Existiu, no correr da curta história presidencialista brasileira, algum presidente melhor que o atual? No devido tempo, o Brasil verá, disse Lula em Pelotas, no começo da semana, que nunca houve um presidente assim. Defendia-se de algumas críticas que brotaram de seu antecessor, Fernando Henrique Cardoso, que fez de tudo para a construção do “show de democracia” que cativou o mundo no período da transição. Na lenda conhecida, a personagem encantada pela própria beleza pelo menos dá-se o direito da dúvida para perguntar se existe alguém melhor ou mais bonito que sua própria imagem refletida.

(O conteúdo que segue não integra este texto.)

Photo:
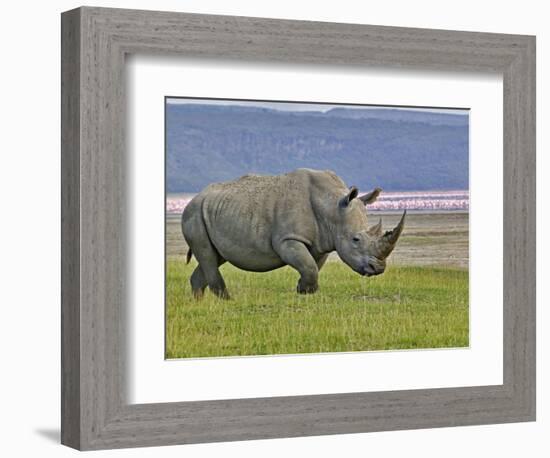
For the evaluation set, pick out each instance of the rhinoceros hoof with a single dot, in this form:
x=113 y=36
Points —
x=307 y=289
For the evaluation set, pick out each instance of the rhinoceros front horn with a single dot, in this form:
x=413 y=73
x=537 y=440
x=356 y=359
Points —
x=385 y=244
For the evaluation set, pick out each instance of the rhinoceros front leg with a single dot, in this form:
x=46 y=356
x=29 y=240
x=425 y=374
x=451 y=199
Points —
x=296 y=254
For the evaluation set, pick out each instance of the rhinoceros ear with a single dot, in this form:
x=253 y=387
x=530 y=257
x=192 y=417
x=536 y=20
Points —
x=352 y=194
x=370 y=197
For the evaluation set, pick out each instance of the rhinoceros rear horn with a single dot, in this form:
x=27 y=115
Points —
x=352 y=194
x=386 y=243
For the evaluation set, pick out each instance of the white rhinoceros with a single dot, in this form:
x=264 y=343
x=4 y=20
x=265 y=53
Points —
x=260 y=223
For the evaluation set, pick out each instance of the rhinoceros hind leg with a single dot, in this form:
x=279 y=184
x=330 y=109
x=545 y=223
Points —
x=209 y=261
x=198 y=283
x=296 y=254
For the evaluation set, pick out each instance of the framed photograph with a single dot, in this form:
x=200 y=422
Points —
x=279 y=228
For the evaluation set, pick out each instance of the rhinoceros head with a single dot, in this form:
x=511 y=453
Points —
x=362 y=248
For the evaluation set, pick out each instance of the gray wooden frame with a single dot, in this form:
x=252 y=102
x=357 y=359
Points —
x=95 y=413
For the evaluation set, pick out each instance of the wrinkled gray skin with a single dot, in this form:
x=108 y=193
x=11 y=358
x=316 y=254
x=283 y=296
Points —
x=261 y=223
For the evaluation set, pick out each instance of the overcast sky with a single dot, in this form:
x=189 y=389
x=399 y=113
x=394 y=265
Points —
x=285 y=106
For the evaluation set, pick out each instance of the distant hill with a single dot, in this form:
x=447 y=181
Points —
x=398 y=150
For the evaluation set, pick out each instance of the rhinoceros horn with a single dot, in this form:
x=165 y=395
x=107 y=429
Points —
x=386 y=243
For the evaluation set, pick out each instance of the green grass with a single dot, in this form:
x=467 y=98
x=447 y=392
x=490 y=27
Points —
x=405 y=308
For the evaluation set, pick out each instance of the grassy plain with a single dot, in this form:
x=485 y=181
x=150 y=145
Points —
x=421 y=301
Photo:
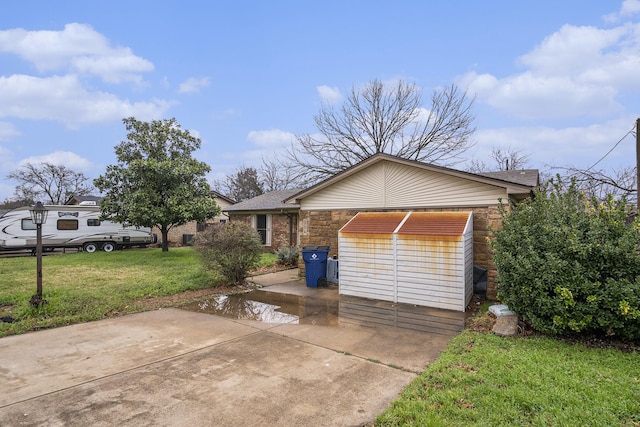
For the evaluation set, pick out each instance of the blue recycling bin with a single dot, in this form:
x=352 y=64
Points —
x=315 y=264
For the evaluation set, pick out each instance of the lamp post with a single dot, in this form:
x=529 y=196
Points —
x=39 y=217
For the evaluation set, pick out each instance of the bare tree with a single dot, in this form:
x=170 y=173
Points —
x=388 y=119
x=275 y=175
x=601 y=184
x=49 y=183
x=504 y=159
x=243 y=184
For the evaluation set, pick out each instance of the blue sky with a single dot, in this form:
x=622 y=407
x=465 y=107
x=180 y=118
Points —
x=557 y=80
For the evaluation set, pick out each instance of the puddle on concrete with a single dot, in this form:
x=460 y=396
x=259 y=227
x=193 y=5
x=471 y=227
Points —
x=273 y=307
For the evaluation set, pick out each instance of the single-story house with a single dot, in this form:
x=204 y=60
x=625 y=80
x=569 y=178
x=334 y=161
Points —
x=386 y=183
x=183 y=234
x=276 y=221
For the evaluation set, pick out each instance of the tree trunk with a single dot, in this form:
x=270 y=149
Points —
x=165 y=238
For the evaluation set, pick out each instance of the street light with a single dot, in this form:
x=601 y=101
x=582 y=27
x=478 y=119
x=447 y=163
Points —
x=39 y=217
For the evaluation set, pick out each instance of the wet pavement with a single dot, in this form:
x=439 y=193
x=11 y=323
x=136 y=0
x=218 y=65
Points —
x=285 y=355
x=285 y=306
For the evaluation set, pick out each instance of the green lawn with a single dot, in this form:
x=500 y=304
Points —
x=80 y=287
x=485 y=380
x=480 y=380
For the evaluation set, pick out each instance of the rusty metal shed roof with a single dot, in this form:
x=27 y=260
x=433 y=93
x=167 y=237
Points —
x=445 y=224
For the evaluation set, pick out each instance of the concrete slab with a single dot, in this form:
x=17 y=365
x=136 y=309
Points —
x=175 y=367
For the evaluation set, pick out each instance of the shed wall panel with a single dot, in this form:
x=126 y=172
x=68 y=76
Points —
x=367 y=266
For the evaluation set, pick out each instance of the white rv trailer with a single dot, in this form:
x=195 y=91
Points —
x=69 y=226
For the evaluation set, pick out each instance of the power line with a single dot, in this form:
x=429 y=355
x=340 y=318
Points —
x=612 y=148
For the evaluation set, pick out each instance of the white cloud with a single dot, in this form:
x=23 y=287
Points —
x=571 y=146
x=78 y=49
x=193 y=85
x=330 y=95
x=64 y=99
x=64 y=158
x=575 y=72
x=274 y=138
x=628 y=9
x=7 y=131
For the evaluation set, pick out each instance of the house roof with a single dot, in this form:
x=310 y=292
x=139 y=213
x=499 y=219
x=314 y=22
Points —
x=528 y=177
x=513 y=183
x=273 y=200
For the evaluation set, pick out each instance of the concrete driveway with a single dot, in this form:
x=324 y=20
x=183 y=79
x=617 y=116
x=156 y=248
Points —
x=175 y=367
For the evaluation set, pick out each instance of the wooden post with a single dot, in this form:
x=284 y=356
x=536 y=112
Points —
x=638 y=166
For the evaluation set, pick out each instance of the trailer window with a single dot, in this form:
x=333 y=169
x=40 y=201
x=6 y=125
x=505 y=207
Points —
x=67 y=224
x=27 y=224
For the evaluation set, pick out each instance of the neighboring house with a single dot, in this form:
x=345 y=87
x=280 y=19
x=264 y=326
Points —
x=87 y=200
x=276 y=221
x=385 y=183
x=182 y=234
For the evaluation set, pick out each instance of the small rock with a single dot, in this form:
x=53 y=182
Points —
x=506 y=326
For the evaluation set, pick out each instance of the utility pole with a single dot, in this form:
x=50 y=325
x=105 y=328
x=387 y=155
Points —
x=638 y=166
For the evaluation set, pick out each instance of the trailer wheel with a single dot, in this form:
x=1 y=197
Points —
x=90 y=247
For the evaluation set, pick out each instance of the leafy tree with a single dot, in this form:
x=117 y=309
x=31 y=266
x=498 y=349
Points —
x=243 y=184
x=383 y=118
x=569 y=264
x=157 y=182
x=276 y=176
x=49 y=183
x=229 y=249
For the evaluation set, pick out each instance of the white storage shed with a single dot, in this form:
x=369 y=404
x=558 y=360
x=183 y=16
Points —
x=421 y=258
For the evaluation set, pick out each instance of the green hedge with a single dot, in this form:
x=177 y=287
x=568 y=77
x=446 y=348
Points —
x=568 y=264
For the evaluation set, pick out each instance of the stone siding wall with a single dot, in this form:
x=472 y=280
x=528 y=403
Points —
x=279 y=229
x=321 y=228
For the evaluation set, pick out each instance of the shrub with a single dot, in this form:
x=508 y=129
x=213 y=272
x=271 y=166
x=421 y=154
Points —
x=287 y=255
x=230 y=249
x=568 y=264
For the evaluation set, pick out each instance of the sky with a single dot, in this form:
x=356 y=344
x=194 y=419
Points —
x=555 y=80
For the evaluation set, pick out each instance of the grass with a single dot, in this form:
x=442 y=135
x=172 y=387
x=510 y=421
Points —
x=81 y=287
x=480 y=380
x=486 y=380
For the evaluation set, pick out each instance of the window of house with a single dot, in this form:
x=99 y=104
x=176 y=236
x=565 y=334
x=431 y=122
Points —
x=67 y=224
x=27 y=224
x=262 y=223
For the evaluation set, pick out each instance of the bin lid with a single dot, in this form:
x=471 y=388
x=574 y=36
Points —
x=316 y=248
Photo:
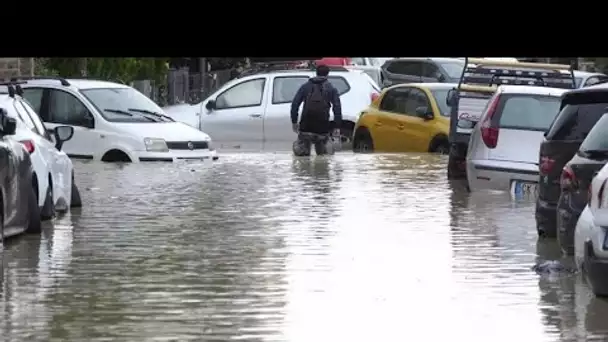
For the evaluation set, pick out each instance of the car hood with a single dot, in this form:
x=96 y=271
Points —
x=170 y=131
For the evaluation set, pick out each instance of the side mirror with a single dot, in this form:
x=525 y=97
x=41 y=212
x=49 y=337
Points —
x=62 y=134
x=210 y=105
x=451 y=98
x=424 y=113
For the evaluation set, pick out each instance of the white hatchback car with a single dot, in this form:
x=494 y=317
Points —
x=253 y=112
x=113 y=122
x=54 y=175
x=591 y=235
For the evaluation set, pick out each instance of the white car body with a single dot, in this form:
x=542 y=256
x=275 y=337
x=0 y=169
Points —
x=259 y=116
x=110 y=136
x=50 y=164
x=590 y=245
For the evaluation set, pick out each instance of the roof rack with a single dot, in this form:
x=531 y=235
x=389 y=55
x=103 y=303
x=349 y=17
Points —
x=489 y=73
x=62 y=80
x=304 y=65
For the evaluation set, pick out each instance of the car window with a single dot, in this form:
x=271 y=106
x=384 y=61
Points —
x=440 y=96
x=528 y=112
x=598 y=136
x=245 y=94
x=35 y=119
x=284 y=89
x=66 y=109
x=453 y=69
x=340 y=84
x=578 y=116
x=34 y=97
x=405 y=68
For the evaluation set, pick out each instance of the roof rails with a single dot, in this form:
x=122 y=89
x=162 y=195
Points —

Mais. A se julgar pelas bravatas que lhe brotam no improviso – isto é, quando é ele mesmo que fala, sem a intromissão de sua assessoria -, Lula estaria tomado pela síndrome de Sassá Mutema, aquele personagem da televisão que se considerava vocacionado a ser o salvador da pátria numa imaginária cidade. São suas as palavras, novamente, a invocar essa qualidade, quando disse na mesma oportunidade, e no mesmo tom, que “alguém vai ter que salvar esse País”. Até aqui, pelo visto, a obra da salvação continua mera esperança, já desmilingüida pela realidade que insiste em continuar seu curso, apesar dos discursos.

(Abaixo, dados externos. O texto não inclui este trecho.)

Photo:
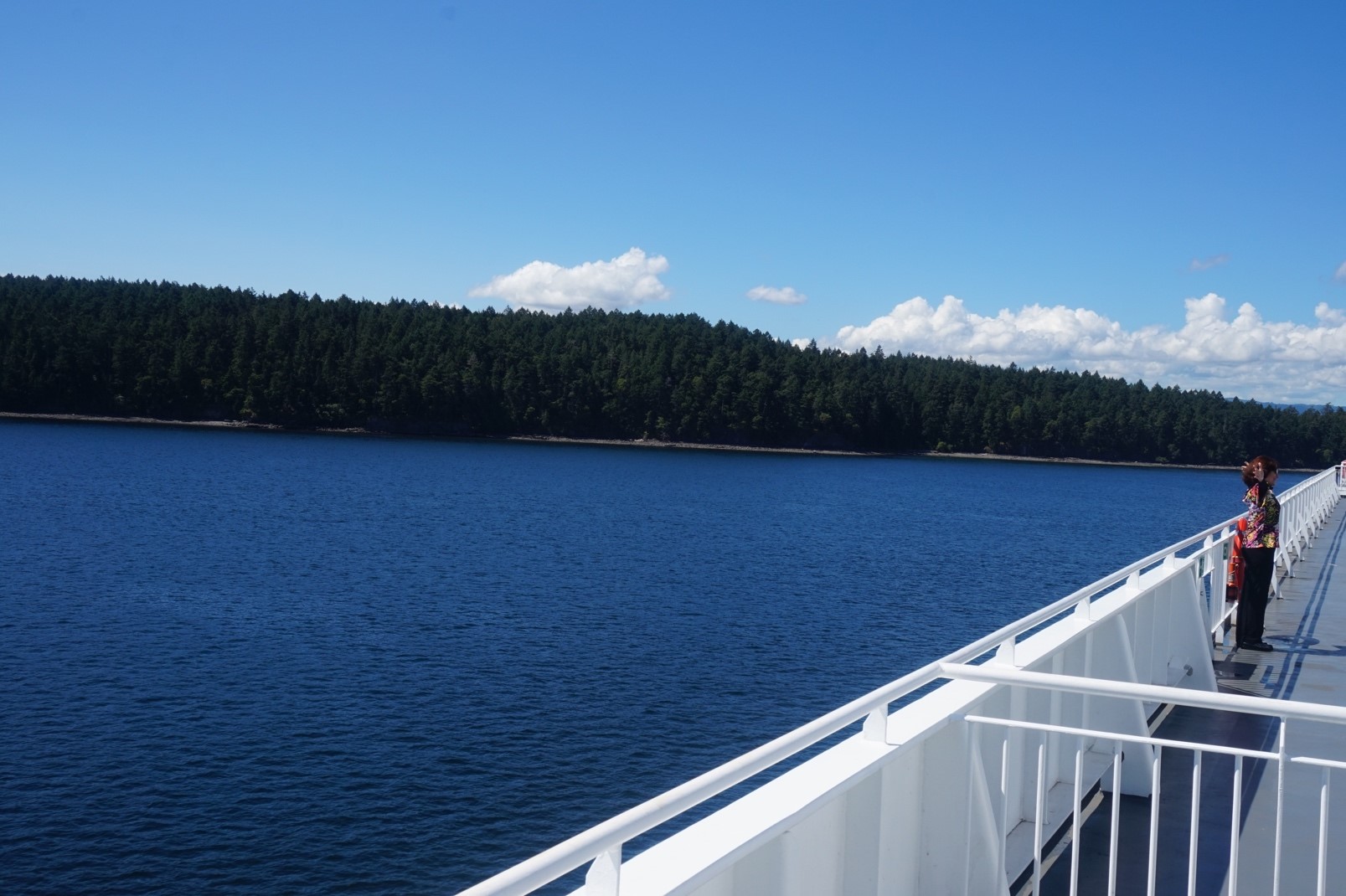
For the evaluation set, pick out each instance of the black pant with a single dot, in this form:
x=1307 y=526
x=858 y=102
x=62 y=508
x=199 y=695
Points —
x=1259 y=564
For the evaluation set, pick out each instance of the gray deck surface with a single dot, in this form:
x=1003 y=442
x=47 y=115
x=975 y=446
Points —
x=1307 y=625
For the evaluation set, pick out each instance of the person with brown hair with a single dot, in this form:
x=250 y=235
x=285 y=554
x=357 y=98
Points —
x=1260 y=541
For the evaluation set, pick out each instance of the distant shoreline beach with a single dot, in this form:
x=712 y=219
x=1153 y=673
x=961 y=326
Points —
x=563 y=440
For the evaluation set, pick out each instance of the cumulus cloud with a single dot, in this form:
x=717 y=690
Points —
x=1246 y=355
x=1206 y=264
x=777 y=295
x=627 y=281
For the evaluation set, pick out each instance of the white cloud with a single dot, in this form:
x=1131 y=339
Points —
x=627 y=281
x=777 y=295
x=1206 y=264
x=1246 y=357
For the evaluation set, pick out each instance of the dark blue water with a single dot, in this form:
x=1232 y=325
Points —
x=255 y=662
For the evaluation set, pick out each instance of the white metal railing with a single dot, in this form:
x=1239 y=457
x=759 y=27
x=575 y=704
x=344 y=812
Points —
x=1304 y=507
x=1281 y=709
x=1199 y=559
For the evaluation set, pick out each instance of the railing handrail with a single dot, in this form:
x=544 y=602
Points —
x=585 y=847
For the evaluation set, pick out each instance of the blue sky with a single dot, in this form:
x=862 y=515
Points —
x=1147 y=190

Digam o que quiserem, mas também não ficou nada interessante aquela imagem de garanhão que tentou esboçar. Tanto machismo e tanta deselegância só estariam superados por episódio precedente em que o então presidente (depois defenestrado) Fernando Collor de Mello, num momento de impensada reação, procurava informar a platéia brasileira sobre a cor de seu saco escrotal, como se o roxo fosse a garantia de virilidade superior.

Bravatas e bravateiros à parte, essa camisa não serve a Lula, dono de uma biografia humilde, mas honrada pela luta. Por qual motivo a está vestindo, eis o que devem investigar seus assessores mais próximos e seus mais fiéis conselheiros. O ato de salvação do Brasil é obra que não cabe na boca de uma só pessoa. Ademais, prometer é ato mais adequado ao período de campanha, assim como realizar é a ação mais compatível com quem está no governo, com canetas e cordéis à mão. Sem cumprir as promessas de campanha, Lula segue prometendo. E promessa – já se disse alhures – é dívida que, no caso, se acumula.

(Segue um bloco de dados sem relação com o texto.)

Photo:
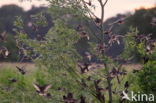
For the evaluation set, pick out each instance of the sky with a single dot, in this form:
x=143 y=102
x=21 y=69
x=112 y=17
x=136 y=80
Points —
x=113 y=7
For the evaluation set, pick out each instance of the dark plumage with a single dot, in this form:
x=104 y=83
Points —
x=21 y=70
x=42 y=90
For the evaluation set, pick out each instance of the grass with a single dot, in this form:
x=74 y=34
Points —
x=23 y=91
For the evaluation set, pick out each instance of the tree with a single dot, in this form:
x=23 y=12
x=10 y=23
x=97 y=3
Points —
x=76 y=79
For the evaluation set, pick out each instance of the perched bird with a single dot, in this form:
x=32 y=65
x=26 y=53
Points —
x=84 y=67
x=69 y=98
x=97 y=21
x=114 y=38
x=126 y=85
x=21 y=70
x=3 y=36
x=88 y=56
x=82 y=99
x=13 y=80
x=4 y=52
x=101 y=48
x=124 y=96
x=84 y=35
x=153 y=22
x=119 y=21
x=42 y=90
x=145 y=59
x=150 y=45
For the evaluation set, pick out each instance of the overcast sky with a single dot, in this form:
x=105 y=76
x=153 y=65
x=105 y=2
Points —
x=113 y=7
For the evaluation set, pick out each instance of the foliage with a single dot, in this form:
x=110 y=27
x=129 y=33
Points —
x=147 y=78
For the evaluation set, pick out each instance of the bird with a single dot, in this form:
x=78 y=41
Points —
x=13 y=80
x=153 y=22
x=84 y=35
x=84 y=67
x=42 y=90
x=88 y=56
x=82 y=99
x=119 y=21
x=97 y=21
x=126 y=85
x=125 y=96
x=21 y=70
x=4 y=52
x=3 y=36
x=69 y=98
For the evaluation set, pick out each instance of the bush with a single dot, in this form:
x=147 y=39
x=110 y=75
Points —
x=147 y=78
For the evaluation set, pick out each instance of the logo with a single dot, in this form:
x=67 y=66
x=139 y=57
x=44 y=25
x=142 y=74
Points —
x=138 y=97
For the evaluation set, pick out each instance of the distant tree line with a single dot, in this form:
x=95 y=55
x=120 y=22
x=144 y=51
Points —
x=8 y=14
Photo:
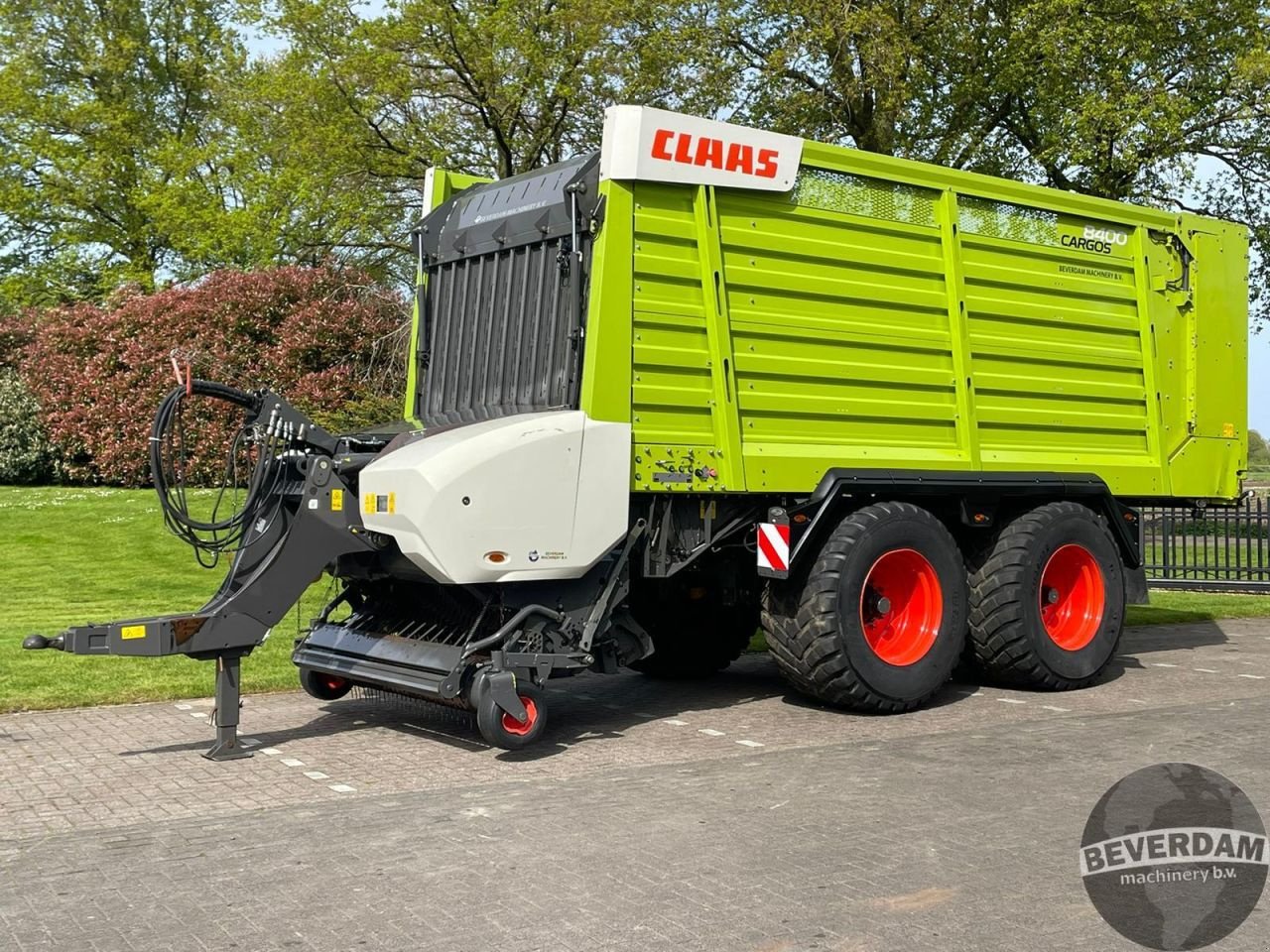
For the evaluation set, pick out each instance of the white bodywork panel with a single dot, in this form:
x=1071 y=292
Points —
x=548 y=490
x=656 y=145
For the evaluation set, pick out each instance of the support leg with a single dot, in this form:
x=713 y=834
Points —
x=226 y=747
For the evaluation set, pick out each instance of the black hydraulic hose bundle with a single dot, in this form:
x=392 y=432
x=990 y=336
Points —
x=214 y=535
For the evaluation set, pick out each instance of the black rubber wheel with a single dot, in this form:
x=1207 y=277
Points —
x=1047 y=599
x=878 y=622
x=502 y=730
x=324 y=687
x=694 y=635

Ficaria melhor ao presidente de todos os brasileiros se aguçasse os sentidos para verificar o que se passa a seu redor – com seus ministros, por exemplo. Líderes aliados de quase todas as tendências já começam a reclamar publicamente que a equipe jamais montada por qualquer governo (e eis aí outra bravata!) é arrogante, ineficiente politicamente, viaja muito e comete maus-tratos. Dizem que o segundo escalão, salvo honrosas exceções, e desatendendo às ordens explícitas de Lula, é “mais realista que o rei”. Mesmo desprovido de espelhos, Lula e sua equipe haverão de compreender logo, logo que o discurso fundado na dialética ou na ideologia não faz mais a coberta de ninguém. Não é por outro motivo que o presidente do PT, José Genoino, saiu vaiado de um recente congresso de estudantes, ao tentar convencê-los que os radicais de seu partido fazem o jogo da direita. Ao Brasil, nesta quadra, interessa mais o que se faz, não o que se diz. Exceto que tudo o que se faça sejam discursos de péssima qualidade. Como esses.